In Contempt of Court
by Nathan Lewin
Jerusalem Post - December 11, 1997*
The abrupt end of the general strike is viewed as a triumph for Amir
Peretz and the Histadrut and a defeat for Yaakov Neeman and the Finance
Ministry. Little attention is paid to the rule of law. It was the
greatest loser.
Attorney-General Elyakim Rubinstein briefly entered the arena to declare,
entirely correctly, that the Histradrut's decision to defy a labor court
order had brought Israel to the verge of anarchy. Bending to the public
clamor to end the strike, the labor court swallowed its pride. It chose
not to uphold its own decree and invited Peretz, who had flouted the
earlier court orders, to negotiate under its aegis with the Finance Ministry.
This was a short-sighted capitulation to immediate needs.
In typical Israeli style, the country has lurched through a tumultuous crisis
and it will now accept the restoration of the daily routine without learning
any lessons. The work stoppage, its enormous cost, and its gross
disruptions and inconveniences will be written off as the cost of giving in
to a vigorous labor constituency. The court orders prohibiting the Histadrut
from calling a strike will be quickly forgotten and end up in the trashbin
of history.
That will be a great tragedy and an invitation to repeated incidents of this
kind. Bad enough that visitors to Israel and residents of the country refer
wryly to the unpredictability of frequent labor stoppages. Israel's
detractors will cite these recent events as proof that it is truly a banana
republic in which the elected government and the courts are powerless to
prevent unlawful conduct that can grind the nation's economy to a halt.
When the United States was faced with a similar challenge fifty years ago,
the Supreme Court forcefully repudiated the shenanigans of an American
counterpart of Amir Peretz. The President of the United Mine Workers of
America, a fiery beetle-browed labor leader named John L. Lewis, made a
career of defying the federal government and the courts. Coal-mining was
an essential industry in post-World War II America, and Lewis's militant
wage and pension demands, backed up by frequent walk-outs, threatened to
disrupt the economic transition from war to peace. President Harry Truman
ordered the federal government to take over America's coal mines in May 1946.

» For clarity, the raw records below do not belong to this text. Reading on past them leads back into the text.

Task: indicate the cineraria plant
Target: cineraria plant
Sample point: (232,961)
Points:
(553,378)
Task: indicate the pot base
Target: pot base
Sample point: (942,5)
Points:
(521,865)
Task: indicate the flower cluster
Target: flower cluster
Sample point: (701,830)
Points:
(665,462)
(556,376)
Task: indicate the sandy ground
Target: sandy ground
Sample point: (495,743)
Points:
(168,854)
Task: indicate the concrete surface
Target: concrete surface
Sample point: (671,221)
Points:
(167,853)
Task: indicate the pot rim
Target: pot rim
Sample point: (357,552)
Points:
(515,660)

This led to the signing of a labor contract between Lewis and the secretary
of the interior.
Lewis unilaterally terminated the contract five months later and demanded
better terms for his union members. The government claimed the agreement
was still in effect but agreed to negotiate. In order to strengthen his
hands in the new talks, Lewis called a national strike. The government
went to court to prevent the strike and, without notifying Lewis or giving
him an opportunity to be heard, the district judge issued an order
prohibiting the strike for a period of 10 days. Lewis ignored the order
and stuck.
The government did not negotiate with Lewis. It went to court to seek
civil and criminal contempt remedies against Lewis and his union. After a
brief trial, the defendants were found guilty. Lewis was fined $10,000 and
the union was fined $3.5 million enormous sums in those days. The
district court again prohibited the strike.

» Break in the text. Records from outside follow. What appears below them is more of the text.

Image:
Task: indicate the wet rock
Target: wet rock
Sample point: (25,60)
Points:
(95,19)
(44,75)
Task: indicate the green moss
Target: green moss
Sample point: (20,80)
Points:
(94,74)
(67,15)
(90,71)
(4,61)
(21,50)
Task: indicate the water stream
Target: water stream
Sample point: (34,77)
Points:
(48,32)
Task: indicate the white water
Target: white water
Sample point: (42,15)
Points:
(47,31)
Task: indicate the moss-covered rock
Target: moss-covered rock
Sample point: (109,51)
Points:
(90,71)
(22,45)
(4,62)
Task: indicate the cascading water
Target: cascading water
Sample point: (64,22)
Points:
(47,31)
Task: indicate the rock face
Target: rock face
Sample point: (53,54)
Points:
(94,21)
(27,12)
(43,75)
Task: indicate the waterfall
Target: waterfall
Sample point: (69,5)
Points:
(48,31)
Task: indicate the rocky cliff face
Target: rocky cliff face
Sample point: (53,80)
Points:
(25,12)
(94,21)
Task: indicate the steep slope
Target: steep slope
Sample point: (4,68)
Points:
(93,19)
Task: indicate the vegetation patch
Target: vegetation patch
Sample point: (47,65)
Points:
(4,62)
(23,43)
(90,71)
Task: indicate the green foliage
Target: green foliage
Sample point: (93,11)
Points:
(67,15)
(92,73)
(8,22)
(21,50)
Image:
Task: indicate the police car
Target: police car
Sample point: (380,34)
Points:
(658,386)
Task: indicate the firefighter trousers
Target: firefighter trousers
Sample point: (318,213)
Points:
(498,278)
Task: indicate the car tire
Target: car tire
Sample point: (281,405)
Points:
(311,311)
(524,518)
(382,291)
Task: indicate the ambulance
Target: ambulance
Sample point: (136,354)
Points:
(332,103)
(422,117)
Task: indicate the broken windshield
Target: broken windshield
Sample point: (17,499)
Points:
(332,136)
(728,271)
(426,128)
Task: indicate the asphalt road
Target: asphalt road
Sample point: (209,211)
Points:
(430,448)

Lewis's lawyers appealed the fines, but the government's lawyers leapfrogged
the Court of Appeals and sought to bring the case immediately before the
Supreme Court. The final result was a landmark decision vindicating the
authority of the rule of law in a civilized law-abiding society.
It is an accepted proposition of American law "that an order issued by a
court with jurisdiction over the subject matter and person must be obeyed
by the parities until it is reversed by orderly and proper proceedings."
Lewis and his union were heavily fined for their disregard of the court
order. Even Justice Felix Frankfurter, who agreed with Lewis's ultimate
legal argument that the district court had no power to issue the injunction,
said that in "a government of laws and not of men" an order of a court may
not "be disobeyed and treated as though it was a letter to a newspaper."
Frankfurter's warning could be applied to Peretz and to Israel's judicial
system: "There can be no free society without law administered through an
independent judiciary. If one many can be allowed to determine for himself
what is law, every one can. That means first chaos, then tyranny."
The writer is a Washington lawyer who teaches at Columbia Law School
and is former president of the American Section of the International
Association of Jewish Lawyers and Jurists.